The answer lies in an examination of the controversial separation of church and state. Travel in conservative circles for long enough and you will eventually hear someone claim no such separation exists. The phrase cannot be found in the Constitution, folks point out. Therefore, the notion of such a separation proves to be a wholly made up leftist lie.
The problem with that position is that we can trace the phrase’s origin to Thomas Jefferson, author of the Declaration of Independence and something of an authority on the American experiment. In answer to concerns expressed by the Danbury Baptist Association over potential encroachments upon their religious liberty, Jefferson wrote:
Believing with you that religion is a matter which lies solely between Man & his God, that he owes account to none other for his faith or his worship, that the legitimate powers of government reach actions only, & not opinions, I contemplate with sovereign reverence that act of the whole American people which declared that their legislature should "make no law respecting an establishment of religion, or prohibiting the free exercise thereof," thus building a wall of separation between Church & State. Adhering to this expression of the supreme will of the nation in behalf of the rights of conscience, I shall see with sincere satisfaction the progress of those sentiments which tend to restore to man all his natural rights, convinced he has no natural right in opposition to his social duties.

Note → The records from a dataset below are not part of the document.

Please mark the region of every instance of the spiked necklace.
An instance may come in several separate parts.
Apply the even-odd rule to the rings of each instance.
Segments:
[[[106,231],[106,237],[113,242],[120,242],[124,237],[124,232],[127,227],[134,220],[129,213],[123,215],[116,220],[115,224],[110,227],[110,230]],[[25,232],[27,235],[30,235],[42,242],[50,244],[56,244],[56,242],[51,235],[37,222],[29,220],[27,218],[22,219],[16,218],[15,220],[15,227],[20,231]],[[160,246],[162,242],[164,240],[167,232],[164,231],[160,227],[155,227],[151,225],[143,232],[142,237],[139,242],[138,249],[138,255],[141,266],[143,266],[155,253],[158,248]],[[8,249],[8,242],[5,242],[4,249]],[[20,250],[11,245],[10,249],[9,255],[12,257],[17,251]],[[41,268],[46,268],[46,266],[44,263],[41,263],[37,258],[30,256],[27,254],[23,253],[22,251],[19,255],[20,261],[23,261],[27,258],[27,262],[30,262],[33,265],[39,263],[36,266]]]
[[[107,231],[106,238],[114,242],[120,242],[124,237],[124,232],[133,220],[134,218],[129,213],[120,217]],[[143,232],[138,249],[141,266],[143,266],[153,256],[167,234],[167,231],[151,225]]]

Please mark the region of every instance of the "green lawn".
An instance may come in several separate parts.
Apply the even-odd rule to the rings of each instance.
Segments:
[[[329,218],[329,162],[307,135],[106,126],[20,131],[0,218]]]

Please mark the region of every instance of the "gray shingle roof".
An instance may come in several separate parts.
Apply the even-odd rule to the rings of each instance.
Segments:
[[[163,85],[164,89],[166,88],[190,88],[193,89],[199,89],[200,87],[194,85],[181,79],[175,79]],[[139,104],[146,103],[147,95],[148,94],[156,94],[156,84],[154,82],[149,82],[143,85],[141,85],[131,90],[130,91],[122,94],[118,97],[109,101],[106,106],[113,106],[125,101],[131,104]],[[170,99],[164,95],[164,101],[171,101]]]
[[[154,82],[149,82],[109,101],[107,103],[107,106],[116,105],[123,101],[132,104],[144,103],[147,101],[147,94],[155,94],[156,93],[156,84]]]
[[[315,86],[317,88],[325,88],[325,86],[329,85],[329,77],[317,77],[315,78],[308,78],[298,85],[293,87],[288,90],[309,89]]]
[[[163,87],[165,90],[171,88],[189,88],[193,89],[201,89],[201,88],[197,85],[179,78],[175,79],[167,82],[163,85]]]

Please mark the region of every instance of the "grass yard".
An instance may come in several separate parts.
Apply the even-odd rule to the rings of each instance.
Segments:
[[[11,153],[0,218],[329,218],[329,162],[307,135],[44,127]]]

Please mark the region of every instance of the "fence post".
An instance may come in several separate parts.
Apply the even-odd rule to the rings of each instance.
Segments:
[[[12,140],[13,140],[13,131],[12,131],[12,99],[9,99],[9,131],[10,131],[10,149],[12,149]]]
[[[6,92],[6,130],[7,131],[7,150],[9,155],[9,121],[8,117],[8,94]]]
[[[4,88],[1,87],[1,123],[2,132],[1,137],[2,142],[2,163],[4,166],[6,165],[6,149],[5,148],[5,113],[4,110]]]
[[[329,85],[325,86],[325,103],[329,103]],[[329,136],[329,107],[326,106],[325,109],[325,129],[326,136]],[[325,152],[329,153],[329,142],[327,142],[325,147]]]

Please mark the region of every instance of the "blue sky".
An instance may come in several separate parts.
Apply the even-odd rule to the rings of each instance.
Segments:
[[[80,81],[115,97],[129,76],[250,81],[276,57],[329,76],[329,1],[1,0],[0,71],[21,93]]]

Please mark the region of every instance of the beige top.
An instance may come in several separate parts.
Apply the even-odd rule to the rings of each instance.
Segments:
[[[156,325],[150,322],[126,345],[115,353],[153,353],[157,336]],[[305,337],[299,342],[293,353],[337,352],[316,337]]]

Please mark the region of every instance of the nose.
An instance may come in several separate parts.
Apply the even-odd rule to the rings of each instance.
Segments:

Correspondence used more precise language in those days. Both Church and state have particular meaning. Both refer to institutions of authority, one ecclesiastical and the other civil, one relying upon appeals to conscience and the other wielding a legal monopoly on force. As Jefferson points out, the reason for building a wall of separation between church and state is to maintain religion as a matter of conscience. The state only ever acts with force, and thus eliminates choice with its every exertion. Man’s right to conscience, to govern his own relationship with God, requires a state which will not interfere. Considering that, we must conclude that the War on Christmas, to the extent it is waged through government, results from eroding that wall, not maintaining it.
Conservatives often offer confused alternatives. David Barton has made a name for himself chronicling the history of religious expression in the public square. This, many say, indicates that church and state were never intended to be separate. In truth, such history only indicates that the separation of church and state does not preclude religious expression in the public square. Members of Congress are not required to abandon their faith in order to serve. Executives and administrators are not required to surrender their conscience while holding office. Indeed, while it remains appropriate to separate the institutions of church and state, there can be no reasonable expectation for an individual to carve up his worldview in a futile effort to separate religion from politics.
Clarity on that point leads us to recognize the real conflict at the heart of our political discourse. The War on Christmas proves to be a War on Rights, a war to be lost if ever the wall of separation wholly falls. As advocates of individual rights, our task is to repair that wall, to affirm the right of each person to govern their own relationship with God. Beyond that, we must advocate for a state focused upon its sole legitimate role of protecting individual rights. Such government will never encroach upon our celebration of Christmas or any other religious expression.